Fluctuation analysis of mechanochemical coupling depending on the type of bio-molecular motor

TL;DR

This study compares the mechanochemical coupling mechanisms of myosin V and myosin II, revealing tight coupling in myosin V for cargo transport and loose coupling in myosin II for force generation, with implications for their physiological roles.

Contribution

It provides a detailed analysis of how different bio-molecular motors utilize mechanochemical coupling, highlighting the distinct mechanisms underlying their functions.

Findings

Myosin V exhibits tight mechanochemical coupling with Michaelis-Menten kinetics.

Myosin II shows loose coupling with variable step sizes depending on ATP concentration.
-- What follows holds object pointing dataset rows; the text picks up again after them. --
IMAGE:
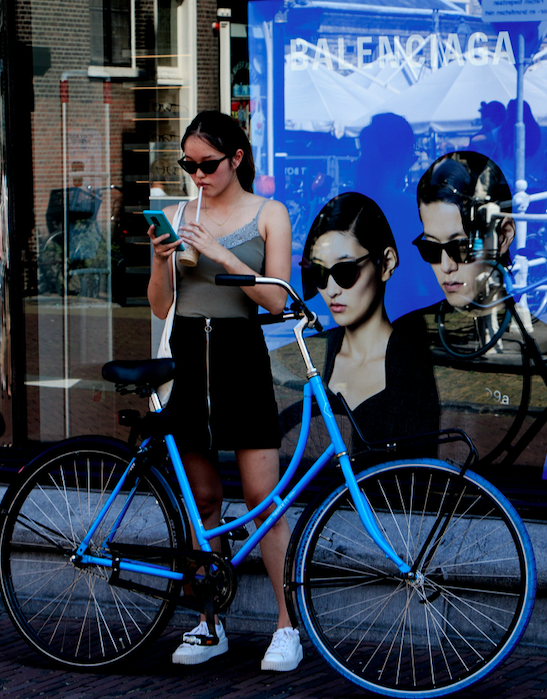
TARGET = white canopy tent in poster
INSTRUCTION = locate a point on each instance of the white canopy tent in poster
(448, 100)
(322, 100)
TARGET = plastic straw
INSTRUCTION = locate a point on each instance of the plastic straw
(199, 204)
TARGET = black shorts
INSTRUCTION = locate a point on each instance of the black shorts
(228, 402)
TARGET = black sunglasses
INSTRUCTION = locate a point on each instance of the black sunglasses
(345, 274)
(206, 166)
(459, 250)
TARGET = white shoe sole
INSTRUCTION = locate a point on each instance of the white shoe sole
(283, 665)
(204, 654)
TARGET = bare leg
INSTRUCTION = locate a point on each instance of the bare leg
(259, 470)
(206, 485)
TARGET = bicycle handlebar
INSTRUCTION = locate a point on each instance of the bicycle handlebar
(298, 307)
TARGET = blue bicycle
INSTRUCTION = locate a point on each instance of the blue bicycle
(413, 578)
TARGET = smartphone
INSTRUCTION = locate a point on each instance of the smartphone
(161, 222)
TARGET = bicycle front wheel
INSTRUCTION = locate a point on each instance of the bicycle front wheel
(70, 614)
(451, 625)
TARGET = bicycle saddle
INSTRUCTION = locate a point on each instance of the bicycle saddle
(152, 372)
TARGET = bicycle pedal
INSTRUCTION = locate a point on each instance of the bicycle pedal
(200, 639)
(239, 534)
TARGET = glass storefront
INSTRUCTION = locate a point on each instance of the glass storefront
(113, 86)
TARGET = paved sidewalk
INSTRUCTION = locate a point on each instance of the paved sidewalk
(236, 675)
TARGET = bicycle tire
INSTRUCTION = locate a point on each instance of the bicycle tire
(72, 615)
(454, 624)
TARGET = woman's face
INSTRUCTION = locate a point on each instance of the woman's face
(199, 150)
(461, 283)
(348, 306)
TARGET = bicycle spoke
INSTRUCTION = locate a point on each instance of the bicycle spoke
(459, 614)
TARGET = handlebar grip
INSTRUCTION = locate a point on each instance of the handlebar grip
(235, 280)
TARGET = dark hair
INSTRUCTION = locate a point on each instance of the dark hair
(357, 215)
(466, 179)
(225, 135)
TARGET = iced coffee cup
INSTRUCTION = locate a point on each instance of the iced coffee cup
(190, 256)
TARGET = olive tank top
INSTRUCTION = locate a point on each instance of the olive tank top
(197, 293)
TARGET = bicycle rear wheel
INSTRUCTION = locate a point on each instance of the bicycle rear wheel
(71, 614)
(452, 625)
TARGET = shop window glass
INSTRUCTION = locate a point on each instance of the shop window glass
(110, 39)
(100, 138)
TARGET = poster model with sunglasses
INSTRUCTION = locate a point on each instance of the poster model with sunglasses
(465, 203)
(462, 240)
(223, 397)
(385, 377)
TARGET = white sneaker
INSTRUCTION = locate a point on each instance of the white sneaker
(191, 653)
(284, 652)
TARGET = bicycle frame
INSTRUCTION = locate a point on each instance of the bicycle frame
(314, 388)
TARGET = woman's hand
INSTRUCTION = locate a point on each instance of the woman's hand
(197, 235)
(161, 250)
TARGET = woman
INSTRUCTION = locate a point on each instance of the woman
(464, 202)
(385, 377)
(223, 395)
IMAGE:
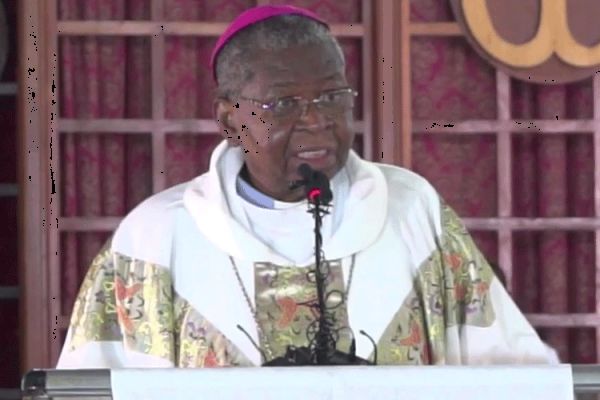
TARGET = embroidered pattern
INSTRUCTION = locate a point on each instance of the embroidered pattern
(286, 304)
(128, 300)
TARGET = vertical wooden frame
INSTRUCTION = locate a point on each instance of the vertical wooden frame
(504, 166)
(596, 141)
(387, 109)
(369, 130)
(158, 101)
(38, 186)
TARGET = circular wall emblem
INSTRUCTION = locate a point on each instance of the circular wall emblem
(542, 41)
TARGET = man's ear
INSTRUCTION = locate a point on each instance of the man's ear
(224, 117)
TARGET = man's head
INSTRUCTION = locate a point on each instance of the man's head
(268, 73)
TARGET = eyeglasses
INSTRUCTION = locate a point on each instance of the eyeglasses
(330, 102)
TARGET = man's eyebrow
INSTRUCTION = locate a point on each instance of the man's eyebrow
(290, 83)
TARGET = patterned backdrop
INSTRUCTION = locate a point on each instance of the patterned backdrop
(111, 78)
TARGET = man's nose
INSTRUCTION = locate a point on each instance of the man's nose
(312, 116)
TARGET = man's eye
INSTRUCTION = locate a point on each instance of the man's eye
(332, 97)
(286, 103)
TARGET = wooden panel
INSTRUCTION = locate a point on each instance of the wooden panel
(504, 165)
(369, 133)
(150, 28)
(33, 183)
(596, 96)
(387, 81)
(403, 148)
(54, 296)
(536, 126)
(158, 102)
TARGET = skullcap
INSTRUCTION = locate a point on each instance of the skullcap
(251, 17)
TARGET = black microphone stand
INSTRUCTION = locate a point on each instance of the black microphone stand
(322, 348)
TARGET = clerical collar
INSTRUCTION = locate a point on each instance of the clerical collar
(252, 195)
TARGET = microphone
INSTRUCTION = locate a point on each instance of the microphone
(316, 184)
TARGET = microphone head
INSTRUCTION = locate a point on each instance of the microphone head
(305, 171)
(316, 184)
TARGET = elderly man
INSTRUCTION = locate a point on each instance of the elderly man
(230, 249)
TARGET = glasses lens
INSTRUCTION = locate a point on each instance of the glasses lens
(286, 107)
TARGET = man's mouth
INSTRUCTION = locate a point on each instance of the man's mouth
(307, 155)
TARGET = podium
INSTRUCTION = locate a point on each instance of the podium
(271, 382)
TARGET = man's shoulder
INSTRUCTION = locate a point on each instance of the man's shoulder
(404, 183)
(158, 208)
(146, 232)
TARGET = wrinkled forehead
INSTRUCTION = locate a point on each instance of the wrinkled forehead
(295, 67)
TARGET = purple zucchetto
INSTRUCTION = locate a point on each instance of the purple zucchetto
(252, 16)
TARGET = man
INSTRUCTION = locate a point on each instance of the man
(196, 274)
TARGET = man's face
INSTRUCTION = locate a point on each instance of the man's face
(272, 144)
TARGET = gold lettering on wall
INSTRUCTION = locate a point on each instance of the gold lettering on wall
(552, 37)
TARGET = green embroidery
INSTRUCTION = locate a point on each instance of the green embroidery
(285, 302)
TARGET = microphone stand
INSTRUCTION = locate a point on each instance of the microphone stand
(322, 349)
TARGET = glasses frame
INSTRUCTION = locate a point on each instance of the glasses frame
(304, 102)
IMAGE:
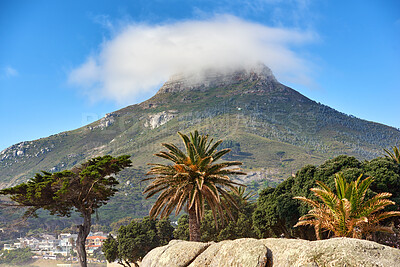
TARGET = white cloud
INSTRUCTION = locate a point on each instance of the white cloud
(141, 57)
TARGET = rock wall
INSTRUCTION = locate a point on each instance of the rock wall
(248, 252)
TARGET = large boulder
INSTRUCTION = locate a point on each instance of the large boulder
(248, 252)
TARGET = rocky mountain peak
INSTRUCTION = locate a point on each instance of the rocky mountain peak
(214, 77)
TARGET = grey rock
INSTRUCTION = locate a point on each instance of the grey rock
(177, 253)
(279, 252)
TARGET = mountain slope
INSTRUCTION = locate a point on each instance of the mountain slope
(272, 128)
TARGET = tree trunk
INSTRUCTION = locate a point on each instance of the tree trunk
(194, 226)
(84, 231)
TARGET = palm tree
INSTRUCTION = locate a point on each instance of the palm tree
(347, 213)
(395, 156)
(193, 179)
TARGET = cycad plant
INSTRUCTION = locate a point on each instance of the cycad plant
(347, 213)
(192, 179)
(395, 155)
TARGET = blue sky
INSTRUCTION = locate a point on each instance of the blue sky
(63, 63)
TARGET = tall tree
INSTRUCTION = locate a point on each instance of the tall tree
(347, 213)
(83, 189)
(193, 179)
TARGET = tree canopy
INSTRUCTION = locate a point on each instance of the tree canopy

Myosin II can generate larger steps (~200 nm) per ATP hydrolysis through cooperative action.

Abstract

Mechanochemical coupling was studied for two different types of myosin motors in cells: myosin V, which carries cargo over long distances by as a single molecule; and myosin II, which generates a contracting force in cooperation with other myosin II molecules. Both mean and variance of myosin V velocity at various [ATP] obeyed Michaelis-Menten mechanics, consistent with tight mechanochemical coupling. Myosin II, working in an ensemble, however, was explained by a loose coupling mechanism, generating variable step sizes depending on the ATP concentration and realizing a much larger step (200 nm) per ATP hydrolysis than myosin V through its cooperative nature at zero load. These different mechanics are ideal for the respective myosin's physiological functions.